120 students think the program is unnecessary.
210 students plan on running for student government next year.
If a circle graph were made from the data, what is the measure of the central angle for the group that likes the program.
I'm not sure what I have to do first? I could probably figure it out if I know the steps on how to solve it.
what on earth do the students who run for government have to do with this? Leave them out, part of another survey.
We asked 230 students about this program evidently
110 of them liked it
so
(110/230)(360 degrees) = 172 degrees
The choices are:
25 degrees
90 degrees
98 degrees
172 degrees
Do you multiply .25 x 440 to get the answer? (25 degrees)
To find the measure of the central angle for the group that likes the program, you need to follow these steps:
1. Add up the total number of students who like the program and the total number of students who think the program is unnecessary.
Total number of students who like the program: 110
Total number of students who think the program is unnecessary: 120
Total number of students: 110 + 120 = 230
2. Calculate the percent of students who like the program by dividing the number of students who like the program by the total number of students and multiplying by 100.
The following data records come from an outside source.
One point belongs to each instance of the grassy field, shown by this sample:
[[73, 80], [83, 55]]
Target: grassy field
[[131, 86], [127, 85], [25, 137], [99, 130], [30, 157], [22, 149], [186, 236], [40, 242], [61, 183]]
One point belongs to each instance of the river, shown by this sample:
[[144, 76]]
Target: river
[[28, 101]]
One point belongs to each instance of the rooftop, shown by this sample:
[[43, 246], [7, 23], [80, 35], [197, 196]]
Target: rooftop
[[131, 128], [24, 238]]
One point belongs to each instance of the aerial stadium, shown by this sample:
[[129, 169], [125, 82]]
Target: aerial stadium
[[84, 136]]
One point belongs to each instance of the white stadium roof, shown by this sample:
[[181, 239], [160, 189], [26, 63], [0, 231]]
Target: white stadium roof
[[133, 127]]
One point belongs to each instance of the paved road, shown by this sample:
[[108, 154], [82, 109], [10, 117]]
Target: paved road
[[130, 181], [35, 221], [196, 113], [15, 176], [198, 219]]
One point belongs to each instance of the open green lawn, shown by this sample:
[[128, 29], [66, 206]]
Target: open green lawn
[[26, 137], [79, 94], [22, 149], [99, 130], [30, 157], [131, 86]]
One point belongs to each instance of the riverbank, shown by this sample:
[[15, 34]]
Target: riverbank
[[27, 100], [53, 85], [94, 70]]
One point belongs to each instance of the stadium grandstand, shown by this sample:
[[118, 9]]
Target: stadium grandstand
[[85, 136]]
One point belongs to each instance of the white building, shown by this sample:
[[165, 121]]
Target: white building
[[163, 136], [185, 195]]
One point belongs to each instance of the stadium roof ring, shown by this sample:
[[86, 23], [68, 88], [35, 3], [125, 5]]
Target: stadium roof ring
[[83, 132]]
Percent of students who like the program = (110 / 230) * 100 ≈ 47.83%
3. Use the percent calculated in step 2 to find the measure of the central angle. Since a circle has 360 degrees, you can multiply the percent by 360.
Measure of the central angle = 47.83% * 360 ≈ 171.8 degrees
So, the measure of the central angle for the group that likes the program is approximately 171.8 degrees.
If you did include them all (I wonder how many government candidates liked the program?)
then
.25 * 360 = 90 degrees